Likewise, it doesn't know what object will receive the event, or what
method it should call to deliver the event. All this information is
provided at run-time, in the call to
hookup(). We use reflection to look up
and invoke the event source's
addActionListener() method, and to look up
and invoke the target's event handler. All this is done on the fly.
Therefore, you can use this adapter in almost any situation requiring
an ActionEvent.
If the target's event-handling method isn't found, the adapter throws
a RuntimeException. Therein lies the
problem with this technique. By using reflection to locate and invoke
methods, we abandon Java's strong typing and head off in the direction
of scripting languages. We add power at the expense of safety.
Our dynamic event adapter is limited to handling
ActionEvents. What if we want to build
something like the BeanBox, that can hook up arbitrary
event sources to arbitrary destinations? Can we build an adapter that
can listen to any kind of event?
The short answer is "no," not without the ability to compile Java code
on the fly. Event listener registration is statically typed.
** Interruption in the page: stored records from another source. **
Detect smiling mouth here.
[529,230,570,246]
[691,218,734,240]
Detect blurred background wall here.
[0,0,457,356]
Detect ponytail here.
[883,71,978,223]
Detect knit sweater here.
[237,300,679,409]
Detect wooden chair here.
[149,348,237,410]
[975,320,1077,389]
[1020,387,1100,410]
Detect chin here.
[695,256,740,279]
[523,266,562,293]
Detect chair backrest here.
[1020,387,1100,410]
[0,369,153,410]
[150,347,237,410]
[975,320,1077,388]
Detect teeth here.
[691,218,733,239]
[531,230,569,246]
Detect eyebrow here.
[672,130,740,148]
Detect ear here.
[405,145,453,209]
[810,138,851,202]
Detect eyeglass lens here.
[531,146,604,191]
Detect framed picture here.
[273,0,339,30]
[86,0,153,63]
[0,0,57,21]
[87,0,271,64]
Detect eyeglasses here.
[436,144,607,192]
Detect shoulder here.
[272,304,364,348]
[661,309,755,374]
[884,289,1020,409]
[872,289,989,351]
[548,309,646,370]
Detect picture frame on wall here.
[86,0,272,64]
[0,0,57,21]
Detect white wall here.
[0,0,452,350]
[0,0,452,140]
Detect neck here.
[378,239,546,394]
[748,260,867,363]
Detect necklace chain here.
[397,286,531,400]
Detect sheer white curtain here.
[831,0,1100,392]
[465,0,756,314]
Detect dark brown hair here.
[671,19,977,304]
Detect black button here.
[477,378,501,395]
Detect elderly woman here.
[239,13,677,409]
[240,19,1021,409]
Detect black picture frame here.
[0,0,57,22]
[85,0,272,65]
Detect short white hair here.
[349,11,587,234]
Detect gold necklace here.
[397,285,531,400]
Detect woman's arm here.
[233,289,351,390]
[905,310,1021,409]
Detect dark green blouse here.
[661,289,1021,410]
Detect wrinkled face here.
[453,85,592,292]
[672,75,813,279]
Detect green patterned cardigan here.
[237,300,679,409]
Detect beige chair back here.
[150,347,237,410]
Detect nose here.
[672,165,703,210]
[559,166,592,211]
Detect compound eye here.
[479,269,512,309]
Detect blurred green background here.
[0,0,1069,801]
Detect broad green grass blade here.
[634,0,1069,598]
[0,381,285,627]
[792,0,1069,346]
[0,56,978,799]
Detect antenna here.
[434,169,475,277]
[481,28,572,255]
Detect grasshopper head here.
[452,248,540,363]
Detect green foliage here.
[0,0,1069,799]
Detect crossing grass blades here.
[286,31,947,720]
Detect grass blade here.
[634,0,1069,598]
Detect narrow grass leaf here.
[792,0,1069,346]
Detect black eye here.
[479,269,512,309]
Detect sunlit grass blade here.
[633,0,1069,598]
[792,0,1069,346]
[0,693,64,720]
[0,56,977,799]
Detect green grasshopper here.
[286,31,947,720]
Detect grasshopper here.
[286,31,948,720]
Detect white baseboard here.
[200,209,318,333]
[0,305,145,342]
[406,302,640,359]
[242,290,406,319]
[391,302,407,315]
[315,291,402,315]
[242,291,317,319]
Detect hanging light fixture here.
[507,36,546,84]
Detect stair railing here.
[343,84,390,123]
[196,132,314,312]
Your
adapter simply has to be of the correct type to register itself as a
listener for any given type of event. But this isn't good enough for
a tool like the BeanBox, which may need to deal with events (like our
DialEvent) that aren't part of the Java
specification and that it has never seen before. The BeanBox solves
this problem
by doing just what we suggested: generating and compiling Java code on
the fly. This is what's happening when you see the message that the
BeanBox is "generating and compiling an adapter class."
One of the sample Beans, the EventMonitor, also generates adapters on
the fly so it can register itself as a listener for all types of
events coming from a Bean. If you really need to deal with arbitrary
event types or you have some other reason for generating Java code at
run-time, look at the EventMonitor Bean and the
sunw.demo.encapsulatedevents package. This will give you
some ideas about generating the code and invoking the compiler.